Running watches and I have had a stop-start relationship. I trained for six months with a very good one for the New York Marathon and it was my best friend until the 25km mark.
This is where the biggest crowds on the course line First Avenue, giving runners a boost as they head towards the Bronx. The race briefing people had warned us that when we get to this point, it’s easy to be swept up in the excitement of arriving onto Manhattan and to pick up your pace - costing you dearly later. So I looked down at my watch to check I was on track and inexplicably the screen was blank. It had been fully charged 25km ago.
I was glad I’d been anal enough to write my 5km splits up my arm in black pen, so I still had a pace reference. But I still kicked myself for being lulled into that false sense of security that a bit of blinking wristwear can bring.
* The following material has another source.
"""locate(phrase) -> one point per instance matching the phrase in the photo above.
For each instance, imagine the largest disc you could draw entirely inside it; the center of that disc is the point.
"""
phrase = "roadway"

I’ve had other run-ins - no pun intended - with technology during training and races. From not allowing enough time to pick up a GPS signal before the start gun fired (who knew six minutes wouldn’t be long enough in Sydney’s Macquarie Street?); to pausing the stopwatch at traffic lights - only to forget to start it again; to being unable to read the screen properly when training in the dark and so missing turn-around splits; to having to stop mid-run to ask a pedestrian the time of day because my watch was telling me everything but.
And yet - of all the gadgetry out there for athletes, the running watch is the one I persist with. When a new one comes onto the market, I’m as excited as an Apple fan at the launch of a new iDevice. Why? Because they are such good training aids. I love a kilometre split as much as the next runner; I like a pacing guide; I like to be able to set a distance when working through a program; I like instant feedback.
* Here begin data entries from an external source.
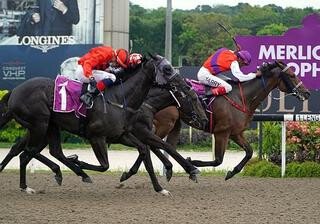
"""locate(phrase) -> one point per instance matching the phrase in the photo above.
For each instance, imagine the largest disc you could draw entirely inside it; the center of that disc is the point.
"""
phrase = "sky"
(191, 4)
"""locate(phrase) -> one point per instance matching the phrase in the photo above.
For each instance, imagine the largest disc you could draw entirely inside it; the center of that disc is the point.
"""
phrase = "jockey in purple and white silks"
(228, 63)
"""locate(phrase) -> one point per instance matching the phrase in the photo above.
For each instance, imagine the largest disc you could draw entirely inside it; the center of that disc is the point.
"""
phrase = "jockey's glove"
(60, 6)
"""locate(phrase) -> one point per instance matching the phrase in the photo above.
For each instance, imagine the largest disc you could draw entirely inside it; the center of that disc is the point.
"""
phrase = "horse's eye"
(167, 69)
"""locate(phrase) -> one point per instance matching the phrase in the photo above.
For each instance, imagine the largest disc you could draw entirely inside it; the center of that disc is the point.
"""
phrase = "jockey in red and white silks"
(224, 60)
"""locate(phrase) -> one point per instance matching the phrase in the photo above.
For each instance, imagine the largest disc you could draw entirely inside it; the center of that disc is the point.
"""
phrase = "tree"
(273, 29)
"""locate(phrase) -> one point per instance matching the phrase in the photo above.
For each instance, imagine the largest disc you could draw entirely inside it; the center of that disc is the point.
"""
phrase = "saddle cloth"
(67, 96)
(201, 89)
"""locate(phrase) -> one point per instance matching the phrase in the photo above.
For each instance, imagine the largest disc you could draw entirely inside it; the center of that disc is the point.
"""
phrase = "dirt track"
(212, 200)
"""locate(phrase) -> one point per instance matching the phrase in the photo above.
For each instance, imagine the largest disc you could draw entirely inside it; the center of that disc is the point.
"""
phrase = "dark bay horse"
(140, 84)
(230, 121)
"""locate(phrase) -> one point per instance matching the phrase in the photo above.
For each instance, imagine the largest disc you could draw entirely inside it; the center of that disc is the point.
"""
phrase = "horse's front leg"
(134, 169)
(243, 143)
(144, 154)
(221, 142)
And now innovation has taken the running watch a step further with the built-in heart rate monitor and a whole lot more functionality - so much so that you could almost be justified in firing your coach. Almost.
This month adidas launched its Smart Run in Australia ($500 RRP). Users can track runs using GPS mapping, monitor their heart rate off their wrist, listen to their favourite music, and get real-time coaching via Bluetooth. All the new technology is packaged into a 80.5g unit with a silicon strap. I test-drove one recently and am now on the verge of upgrading my opinion of watches from “unreliable training aid” to “potential best friend (running)”.
So far the best bits are the fit and the heart rate monitor. I’ve used chest straps before and frankly, they were a bit too much of a palaver. Built-in monitoring is a breakthrough and the accuracy, adidas says, is 99 per cent. The monitor gives feedback by the second (this can be scaled back to save battery when doing really long runs) and the colour screen designates zones you’re working in, making training more efficient. The watch vibrates when you’re in the “red zone”, which is a logical feature because when I hit that level the other morning I wasn’t in a position to be looking at my wrist. A simple vibration was good enough. If I’d been hooked up to Bluetooth I might have had my music interrupted to hear my virtual coach telling me I was in the red zone and to back off - or stay there a bit longer.
I also love the swipe-style interface, similar to that used on an iPhone, and the black background display makes reading the screen a lot easier.
Being wireless, your workout syncs to the MiCoach platform as soon as you walk in the door, saving the bother of plugging the watch into the computer to download data and leaving more time for oft-neglected stretching.
It also has an accelerometer that counts every step so you can monitor your stride rate when running on a treadmill or otherwise out of GPS range. And on scheduled non-running days the watch can guide you through strength and flexibility sessions via numerous animations.
All this technology raises the question of battery life, and adidas acknowledged it’s an ongoing challenge. There’s no use having all this fabulous functionality if the watch can’t last the distance, so to speak, which may be an issue if you’re using the SmartRun with all its bells and whistles activated for more than five hours. The trick is to implement the manufacturer’s battery saving suggestions. I haven’t had any issues yet - certainly nothing as infuriating as a blank screen at the 25km mark.
It seems there’s no end to where technology can help runners. When you’re time-poor and working towards a goal, be it your first 10km race or an ultra-marathon, a running watch can be a great tool to help get you there. (Note the word help. It’s still worth getting to know what different pace rates and thresholds “feel” like, without technology’s help.)
And as a back-up, come race day I’d still recommend writing your splits up your forearm. Tattooing is in, after all.